The key to grilling the perfect steak is sealing in the juice without overcooking the meat. For equipment, you'll need a grill, a large spatula, a set of tongs, paper towels, oil for the grill, a grill brush or stone and an instant-read thermometer.

As always, follow safe food -handling practices: store raw meat on the bottom shelf in the refrigerator, below fresh and prepared food; always clean your utensils, hands and work surfaces thoroughly after handling raw meat; and never put cooked meat back on a raw-food platter.

Bon appetit!

Kristen Desmond, a freelance food writer and chef, has fond childhood memories of watching her dad grill just about everything, including the Thanksgiving turkey.

  • 1 Skill level

    1 out of 5

  • 6 Steps

  • 25 Materials

  • Step 1 Select the steak

    Grilling the perfect steak starts with selecting the right cut of beef.
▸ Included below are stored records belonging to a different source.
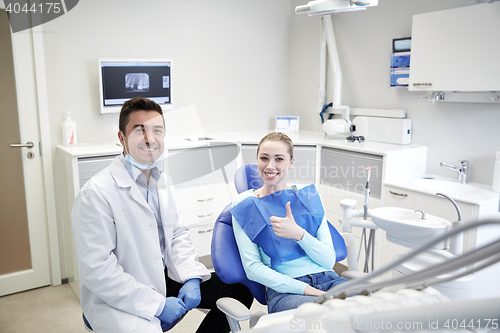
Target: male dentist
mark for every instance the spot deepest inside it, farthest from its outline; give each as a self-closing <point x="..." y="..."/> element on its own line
<point x="138" y="269"/>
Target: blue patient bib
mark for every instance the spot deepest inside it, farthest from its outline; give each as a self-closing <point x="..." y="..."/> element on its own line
<point x="253" y="214"/>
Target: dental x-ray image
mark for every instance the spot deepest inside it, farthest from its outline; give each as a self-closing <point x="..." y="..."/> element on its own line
<point x="136" y="82"/>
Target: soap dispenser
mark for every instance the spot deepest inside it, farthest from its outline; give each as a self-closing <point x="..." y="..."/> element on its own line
<point x="496" y="174"/>
<point x="69" y="130"/>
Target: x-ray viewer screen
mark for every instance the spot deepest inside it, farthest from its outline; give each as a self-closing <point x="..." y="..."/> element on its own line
<point x="123" y="80"/>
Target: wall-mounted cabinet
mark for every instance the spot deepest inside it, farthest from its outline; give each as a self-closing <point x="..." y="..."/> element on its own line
<point x="456" y="50"/>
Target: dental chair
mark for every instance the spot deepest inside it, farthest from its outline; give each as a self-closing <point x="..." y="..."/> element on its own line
<point x="226" y="258"/>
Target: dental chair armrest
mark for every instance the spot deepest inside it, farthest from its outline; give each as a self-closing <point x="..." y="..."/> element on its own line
<point x="350" y="275"/>
<point x="235" y="312"/>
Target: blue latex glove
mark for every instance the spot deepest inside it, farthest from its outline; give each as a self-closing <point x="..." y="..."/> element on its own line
<point x="174" y="310"/>
<point x="190" y="293"/>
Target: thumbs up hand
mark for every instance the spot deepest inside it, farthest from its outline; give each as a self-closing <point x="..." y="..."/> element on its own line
<point x="285" y="227"/>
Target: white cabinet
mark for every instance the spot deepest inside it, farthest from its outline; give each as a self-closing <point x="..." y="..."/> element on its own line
<point x="456" y="50"/>
<point x="484" y="282"/>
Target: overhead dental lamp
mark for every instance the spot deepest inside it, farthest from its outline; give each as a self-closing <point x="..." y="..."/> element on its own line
<point x="322" y="8"/>
<point x="329" y="7"/>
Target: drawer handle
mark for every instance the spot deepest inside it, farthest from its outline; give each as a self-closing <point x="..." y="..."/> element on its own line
<point x="207" y="215"/>
<point x="205" y="200"/>
<point x="398" y="194"/>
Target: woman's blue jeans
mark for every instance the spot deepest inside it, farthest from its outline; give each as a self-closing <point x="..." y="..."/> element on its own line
<point x="277" y="302"/>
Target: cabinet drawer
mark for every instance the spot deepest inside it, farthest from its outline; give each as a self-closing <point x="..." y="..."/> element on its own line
<point x="201" y="217"/>
<point x="203" y="197"/>
<point x="201" y="237"/>
<point x="346" y="171"/>
<point x="336" y="221"/>
<point x="90" y="166"/>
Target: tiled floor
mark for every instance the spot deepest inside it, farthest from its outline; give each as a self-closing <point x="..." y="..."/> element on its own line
<point x="57" y="310"/>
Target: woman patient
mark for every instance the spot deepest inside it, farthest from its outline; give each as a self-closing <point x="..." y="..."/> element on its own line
<point x="282" y="233"/>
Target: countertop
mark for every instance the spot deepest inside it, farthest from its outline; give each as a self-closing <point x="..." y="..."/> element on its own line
<point x="301" y="138"/>
<point x="484" y="193"/>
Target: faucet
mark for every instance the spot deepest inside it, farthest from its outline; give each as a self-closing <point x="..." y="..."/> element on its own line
<point x="462" y="170"/>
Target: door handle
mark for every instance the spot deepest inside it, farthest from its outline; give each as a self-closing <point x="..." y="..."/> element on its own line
<point x="28" y="144"/>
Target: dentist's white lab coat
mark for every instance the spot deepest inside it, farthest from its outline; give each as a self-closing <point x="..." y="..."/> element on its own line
<point x="120" y="264"/>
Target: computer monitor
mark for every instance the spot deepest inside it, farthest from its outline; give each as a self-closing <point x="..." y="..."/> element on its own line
<point x="123" y="79"/>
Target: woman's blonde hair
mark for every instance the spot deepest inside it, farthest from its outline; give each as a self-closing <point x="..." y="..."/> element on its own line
<point x="277" y="136"/>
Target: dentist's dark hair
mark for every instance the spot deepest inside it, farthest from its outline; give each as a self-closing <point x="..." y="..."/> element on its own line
<point x="277" y="136"/>
<point x="136" y="104"/>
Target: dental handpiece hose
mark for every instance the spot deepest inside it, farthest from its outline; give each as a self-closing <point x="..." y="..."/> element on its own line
<point x="367" y="195"/>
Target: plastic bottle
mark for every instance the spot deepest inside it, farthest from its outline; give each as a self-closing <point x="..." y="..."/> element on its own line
<point x="496" y="174"/>
<point x="69" y="130"/>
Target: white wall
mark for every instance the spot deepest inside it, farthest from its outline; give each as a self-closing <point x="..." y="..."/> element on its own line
<point x="451" y="131"/>
<point x="230" y="59"/>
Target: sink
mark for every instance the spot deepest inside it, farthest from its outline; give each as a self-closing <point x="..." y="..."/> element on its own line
<point x="447" y="187"/>
<point x="408" y="225"/>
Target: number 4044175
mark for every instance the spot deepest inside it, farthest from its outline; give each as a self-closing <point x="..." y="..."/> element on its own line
<point x="47" y="8"/>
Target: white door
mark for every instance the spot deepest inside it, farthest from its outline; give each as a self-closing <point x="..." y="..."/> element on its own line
<point x="24" y="256"/>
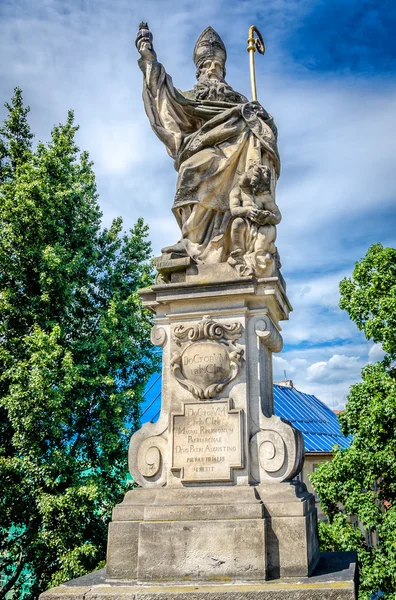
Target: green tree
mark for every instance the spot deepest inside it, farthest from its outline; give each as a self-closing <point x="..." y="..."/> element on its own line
<point x="74" y="357"/>
<point x="363" y="477"/>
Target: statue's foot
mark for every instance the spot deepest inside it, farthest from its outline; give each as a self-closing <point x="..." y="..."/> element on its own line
<point x="176" y="251"/>
<point x="235" y="258"/>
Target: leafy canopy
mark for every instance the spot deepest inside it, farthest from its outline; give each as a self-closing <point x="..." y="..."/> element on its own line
<point x="74" y="357"/>
<point x="363" y="478"/>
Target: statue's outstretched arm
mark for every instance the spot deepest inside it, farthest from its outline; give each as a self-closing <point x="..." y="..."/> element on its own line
<point x="148" y="62"/>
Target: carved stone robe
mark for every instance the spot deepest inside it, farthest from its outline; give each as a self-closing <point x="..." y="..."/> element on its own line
<point x="211" y="143"/>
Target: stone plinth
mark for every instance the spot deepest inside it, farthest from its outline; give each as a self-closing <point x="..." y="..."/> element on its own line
<point x="333" y="579"/>
<point x="217" y="501"/>
<point x="213" y="534"/>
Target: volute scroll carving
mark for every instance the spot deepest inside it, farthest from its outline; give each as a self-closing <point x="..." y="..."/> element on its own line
<point x="276" y="451"/>
<point x="207" y="357"/>
<point x="147" y="455"/>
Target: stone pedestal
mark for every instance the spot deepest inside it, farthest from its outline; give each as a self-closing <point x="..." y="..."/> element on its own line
<point x="217" y="501"/>
<point x="334" y="578"/>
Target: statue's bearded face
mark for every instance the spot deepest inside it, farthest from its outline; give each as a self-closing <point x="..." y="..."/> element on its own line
<point x="211" y="69"/>
<point x="211" y="84"/>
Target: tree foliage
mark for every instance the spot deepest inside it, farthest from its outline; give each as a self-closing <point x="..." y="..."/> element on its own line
<point x="363" y="478"/>
<point x="74" y="357"/>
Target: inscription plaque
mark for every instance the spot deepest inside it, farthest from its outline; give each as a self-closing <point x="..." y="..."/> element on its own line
<point x="207" y="442"/>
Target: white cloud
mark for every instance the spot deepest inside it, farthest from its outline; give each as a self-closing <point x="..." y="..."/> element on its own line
<point x="334" y="369"/>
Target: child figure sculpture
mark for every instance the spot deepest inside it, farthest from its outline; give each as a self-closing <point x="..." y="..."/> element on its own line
<point x="253" y="230"/>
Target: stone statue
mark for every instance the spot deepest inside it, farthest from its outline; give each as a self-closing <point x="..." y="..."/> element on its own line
<point x="216" y="137"/>
<point x="255" y="215"/>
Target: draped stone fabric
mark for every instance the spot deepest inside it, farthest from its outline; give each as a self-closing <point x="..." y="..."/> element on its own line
<point x="211" y="143"/>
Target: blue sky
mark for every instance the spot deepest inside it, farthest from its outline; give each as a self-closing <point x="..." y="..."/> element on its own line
<point x="328" y="77"/>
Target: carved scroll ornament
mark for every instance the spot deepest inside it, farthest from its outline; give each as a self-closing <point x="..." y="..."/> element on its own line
<point x="276" y="451"/>
<point x="208" y="358"/>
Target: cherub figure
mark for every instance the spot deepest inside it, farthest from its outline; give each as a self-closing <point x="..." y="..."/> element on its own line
<point x="255" y="215"/>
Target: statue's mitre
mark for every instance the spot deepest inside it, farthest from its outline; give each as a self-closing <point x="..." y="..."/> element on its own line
<point x="209" y="45"/>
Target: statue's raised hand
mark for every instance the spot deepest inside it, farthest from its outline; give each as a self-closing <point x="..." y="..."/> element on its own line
<point x="144" y="43"/>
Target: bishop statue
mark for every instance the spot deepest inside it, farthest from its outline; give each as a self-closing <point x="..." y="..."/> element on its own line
<point x="225" y="152"/>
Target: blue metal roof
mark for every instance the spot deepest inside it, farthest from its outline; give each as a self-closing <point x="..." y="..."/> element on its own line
<point x="316" y="421"/>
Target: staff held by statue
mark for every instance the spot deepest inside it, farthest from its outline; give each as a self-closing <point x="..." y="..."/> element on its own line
<point x="254" y="43"/>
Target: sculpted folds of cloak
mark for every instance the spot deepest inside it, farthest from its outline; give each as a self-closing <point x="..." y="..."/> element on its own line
<point x="212" y="139"/>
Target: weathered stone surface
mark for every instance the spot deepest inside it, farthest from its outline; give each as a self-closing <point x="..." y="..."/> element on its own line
<point x="199" y="526"/>
<point x="196" y="550"/>
<point x="207" y="442"/>
<point x="333" y="579"/>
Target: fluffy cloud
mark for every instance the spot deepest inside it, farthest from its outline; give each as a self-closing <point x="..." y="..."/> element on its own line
<point x="334" y="369"/>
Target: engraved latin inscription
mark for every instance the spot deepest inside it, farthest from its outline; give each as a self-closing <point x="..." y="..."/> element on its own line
<point x="207" y="442"/>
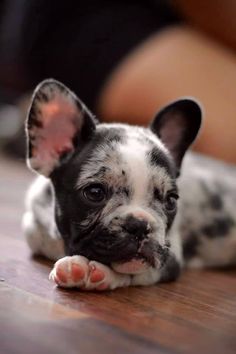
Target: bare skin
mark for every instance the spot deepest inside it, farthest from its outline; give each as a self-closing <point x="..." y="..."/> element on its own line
<point x="177" y="62"/>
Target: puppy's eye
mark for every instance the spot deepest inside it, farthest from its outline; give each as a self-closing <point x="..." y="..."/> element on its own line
<point x="171" y="202"/>
<point x="94" y="193"/>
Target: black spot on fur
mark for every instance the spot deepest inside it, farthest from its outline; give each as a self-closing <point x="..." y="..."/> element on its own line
<point x="219" y="227"/>
<point x="160" y="159"/>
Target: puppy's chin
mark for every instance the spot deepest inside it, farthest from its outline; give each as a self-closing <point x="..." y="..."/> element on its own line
<point x="134" y="266"/>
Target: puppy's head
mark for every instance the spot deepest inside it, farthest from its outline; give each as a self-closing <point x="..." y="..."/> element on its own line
<point x="115" y="185"/>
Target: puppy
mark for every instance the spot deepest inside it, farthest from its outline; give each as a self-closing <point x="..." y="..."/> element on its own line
<point x="106" y="204"/>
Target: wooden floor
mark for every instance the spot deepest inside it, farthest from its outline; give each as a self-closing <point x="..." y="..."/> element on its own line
<point x="197" y="314"/>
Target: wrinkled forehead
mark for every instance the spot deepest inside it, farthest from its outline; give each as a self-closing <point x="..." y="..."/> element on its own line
<point x="127" y="155"/>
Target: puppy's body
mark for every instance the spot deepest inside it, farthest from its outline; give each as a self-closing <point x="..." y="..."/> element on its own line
<point x="111" y="205"/>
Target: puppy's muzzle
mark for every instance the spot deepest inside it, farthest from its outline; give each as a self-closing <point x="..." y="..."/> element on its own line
<point x="136" y="227"/>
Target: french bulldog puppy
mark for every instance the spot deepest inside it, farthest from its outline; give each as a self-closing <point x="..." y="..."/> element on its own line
<point x="106" y="204"/>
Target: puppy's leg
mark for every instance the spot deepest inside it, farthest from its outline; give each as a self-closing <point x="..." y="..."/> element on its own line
<point x="79" y="272"/>
<point x="39" y="223"/>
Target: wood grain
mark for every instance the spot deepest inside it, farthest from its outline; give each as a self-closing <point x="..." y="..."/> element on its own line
<point x="197" y="314"/>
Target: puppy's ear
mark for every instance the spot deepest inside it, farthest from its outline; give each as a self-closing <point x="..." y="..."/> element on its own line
<point x="57" y="122"/>
<point x="177" y="126"/>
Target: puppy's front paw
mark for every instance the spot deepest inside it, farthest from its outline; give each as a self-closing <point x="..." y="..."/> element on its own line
<point x="78" y="271"/>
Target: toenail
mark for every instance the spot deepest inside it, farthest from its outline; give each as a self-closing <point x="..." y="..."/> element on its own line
<point x="96" y="275"/>
<point x="103" y="286"/>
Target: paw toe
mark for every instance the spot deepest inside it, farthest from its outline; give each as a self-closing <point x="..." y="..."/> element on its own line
<point x="96" y="275"/>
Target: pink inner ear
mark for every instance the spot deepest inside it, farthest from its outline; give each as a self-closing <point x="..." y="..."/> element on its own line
<point x="59" y="119"/>
<point x="172" y="132"/>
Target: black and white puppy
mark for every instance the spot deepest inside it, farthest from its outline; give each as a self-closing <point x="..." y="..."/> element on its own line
<point x="106" y="205"/>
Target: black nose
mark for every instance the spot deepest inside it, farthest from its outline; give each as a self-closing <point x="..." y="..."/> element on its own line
<point x="136" y="227"/>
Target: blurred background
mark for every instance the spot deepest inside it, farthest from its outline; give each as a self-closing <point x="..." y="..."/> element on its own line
<point x="125" y="59"/>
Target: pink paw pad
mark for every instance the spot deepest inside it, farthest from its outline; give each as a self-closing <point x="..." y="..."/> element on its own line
<point x="77" y="272"/>
<point x="96" y="275"/>
<point x="61" y="276"/>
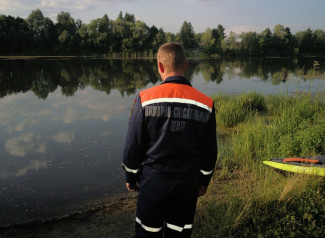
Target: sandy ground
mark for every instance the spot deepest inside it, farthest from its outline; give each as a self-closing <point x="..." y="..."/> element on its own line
<point x="115" y="219"/>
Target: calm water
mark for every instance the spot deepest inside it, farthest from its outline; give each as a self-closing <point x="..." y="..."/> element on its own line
<point x="63" y="122"/>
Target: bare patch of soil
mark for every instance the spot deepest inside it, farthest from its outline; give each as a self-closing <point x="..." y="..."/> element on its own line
<point x="115" y="219"/>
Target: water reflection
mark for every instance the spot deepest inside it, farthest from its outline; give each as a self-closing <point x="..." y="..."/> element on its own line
<point x="63" y="122"/>
<point x="44" y="76"/>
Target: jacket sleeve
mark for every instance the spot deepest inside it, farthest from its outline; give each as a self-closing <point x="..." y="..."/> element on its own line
<point x="211" y="150"/>
<point x="134" y="152"/>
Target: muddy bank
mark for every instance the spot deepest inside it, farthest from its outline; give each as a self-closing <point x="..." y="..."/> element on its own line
<point x="114" y="219"/>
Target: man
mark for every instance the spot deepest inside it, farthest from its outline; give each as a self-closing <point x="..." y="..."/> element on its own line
<point x="170" y="149"/>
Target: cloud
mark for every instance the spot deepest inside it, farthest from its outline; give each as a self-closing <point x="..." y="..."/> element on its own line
<point x="64" y="137"/>
<point x="33" y="165"/>
<point x="55" y="6"/>
<point x="24" y="144"/>
<point x="245" y="28"/>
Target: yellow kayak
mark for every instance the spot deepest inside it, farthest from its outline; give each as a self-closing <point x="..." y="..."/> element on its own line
<point x="314" y="165"/>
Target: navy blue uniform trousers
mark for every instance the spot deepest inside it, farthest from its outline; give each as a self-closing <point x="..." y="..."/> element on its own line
<point x="166" y="205"/>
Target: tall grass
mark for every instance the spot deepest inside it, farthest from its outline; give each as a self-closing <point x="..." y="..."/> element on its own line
<point x="248" y="199"/>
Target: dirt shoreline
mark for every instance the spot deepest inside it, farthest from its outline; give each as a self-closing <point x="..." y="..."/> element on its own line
<point x="110" y="220"/>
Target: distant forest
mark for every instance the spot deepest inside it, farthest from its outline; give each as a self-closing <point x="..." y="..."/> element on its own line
<point x="128" y="37"/>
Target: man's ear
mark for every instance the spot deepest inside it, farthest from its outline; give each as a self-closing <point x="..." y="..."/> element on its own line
<point x="161" y="67"/>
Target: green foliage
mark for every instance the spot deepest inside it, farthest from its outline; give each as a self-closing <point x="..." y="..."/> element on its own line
<point x="39" y="35"/>
<point x="233" y="111"/>
<point x="254" y="200"/>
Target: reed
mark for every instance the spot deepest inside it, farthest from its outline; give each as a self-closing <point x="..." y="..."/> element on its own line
<point x="248" y="199"/>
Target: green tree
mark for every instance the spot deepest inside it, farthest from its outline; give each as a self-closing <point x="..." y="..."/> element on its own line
<point x="249" y="43"/>
<point x="319" y="38"/>
<point x="66" y="30"/>
<point x="265" y="41"/>
<point x="99" y="34"/>
<point x="186" y="35"/>
<point x="305" y="41"/>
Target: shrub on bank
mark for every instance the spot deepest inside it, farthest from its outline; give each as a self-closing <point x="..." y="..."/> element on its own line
<point x="249" y="199"/>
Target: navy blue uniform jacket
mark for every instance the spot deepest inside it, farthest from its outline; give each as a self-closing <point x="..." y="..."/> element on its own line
<point x="172" y="130"/>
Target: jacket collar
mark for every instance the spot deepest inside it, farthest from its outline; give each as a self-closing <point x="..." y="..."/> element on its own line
<point x="177" y="79"/>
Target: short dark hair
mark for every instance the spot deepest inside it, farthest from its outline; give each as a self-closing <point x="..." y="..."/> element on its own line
<point x="172" y="56"/>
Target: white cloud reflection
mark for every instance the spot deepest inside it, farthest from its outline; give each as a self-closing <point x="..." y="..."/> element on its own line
<point x="24" y="144"/>
<point x="33" y="165"/>
<point x="64" y="137"/>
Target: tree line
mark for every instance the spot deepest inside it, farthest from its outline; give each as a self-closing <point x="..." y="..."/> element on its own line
<point x="127" y="36"/>
<point x="44" y="77"/>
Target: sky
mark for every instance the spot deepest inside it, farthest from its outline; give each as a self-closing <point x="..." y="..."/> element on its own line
<point x="234" y="15"/>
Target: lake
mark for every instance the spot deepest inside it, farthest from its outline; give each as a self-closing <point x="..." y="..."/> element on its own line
<point x="63" y="122"/>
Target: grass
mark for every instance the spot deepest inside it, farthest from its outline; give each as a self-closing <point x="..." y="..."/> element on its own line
<point x="249" y="199"/>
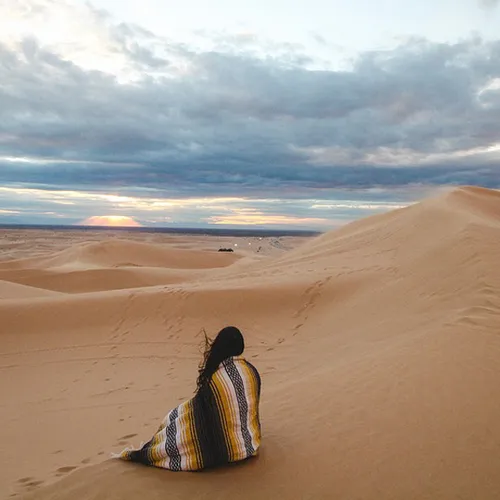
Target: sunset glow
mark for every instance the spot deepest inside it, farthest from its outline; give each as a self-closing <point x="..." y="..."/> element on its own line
<point x="111" y="221"/>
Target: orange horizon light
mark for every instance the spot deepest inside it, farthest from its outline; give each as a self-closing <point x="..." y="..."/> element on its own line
<point x="111" y="221"/>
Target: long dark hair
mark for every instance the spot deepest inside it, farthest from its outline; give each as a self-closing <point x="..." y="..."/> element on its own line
<point x="229" y="342"/>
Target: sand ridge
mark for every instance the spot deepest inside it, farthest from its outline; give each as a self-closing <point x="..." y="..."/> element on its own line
<point x="377" y="344"/>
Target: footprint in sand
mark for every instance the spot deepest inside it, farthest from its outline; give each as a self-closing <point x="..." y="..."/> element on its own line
<point x="34" y="484"/>
<point x="128" y="436"/>
<point x="66" y="469"/>
<point x="24" y="480"/>
<point x="29" y="482"/>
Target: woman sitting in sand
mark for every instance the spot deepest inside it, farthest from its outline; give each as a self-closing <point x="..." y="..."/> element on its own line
<point x="220" y="424"/>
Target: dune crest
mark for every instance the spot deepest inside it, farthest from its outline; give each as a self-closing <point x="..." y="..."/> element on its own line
<point x="377" y="344"/>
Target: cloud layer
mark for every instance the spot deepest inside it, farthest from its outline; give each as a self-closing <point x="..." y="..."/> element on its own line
<point x="140" y="115"/>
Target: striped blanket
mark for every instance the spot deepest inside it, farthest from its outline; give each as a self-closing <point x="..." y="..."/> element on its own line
<point x="219" y="425"/>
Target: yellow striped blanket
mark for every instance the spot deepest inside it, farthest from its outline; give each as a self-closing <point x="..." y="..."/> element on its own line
<point x="219" y="425"/>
Grilling is considered a “dry” method of cooking beef — as opposed to “wet” methods that involve cooking beef in liquid, such as braising or stewing. Because dry methods don’t tenderize the meat, you’ll want to choose tender cuts such as New York strip steaks, T-bones, filet mignon, sirloin, Porterhouse or rib-eyes about 1 inch thick. The best quality beef is grass-fed and free of antibiotics or hormones. Select steaks that have some “marbling” of fat, which makes them juicy and flavorful. When in doubt, ask your butcher for guidance.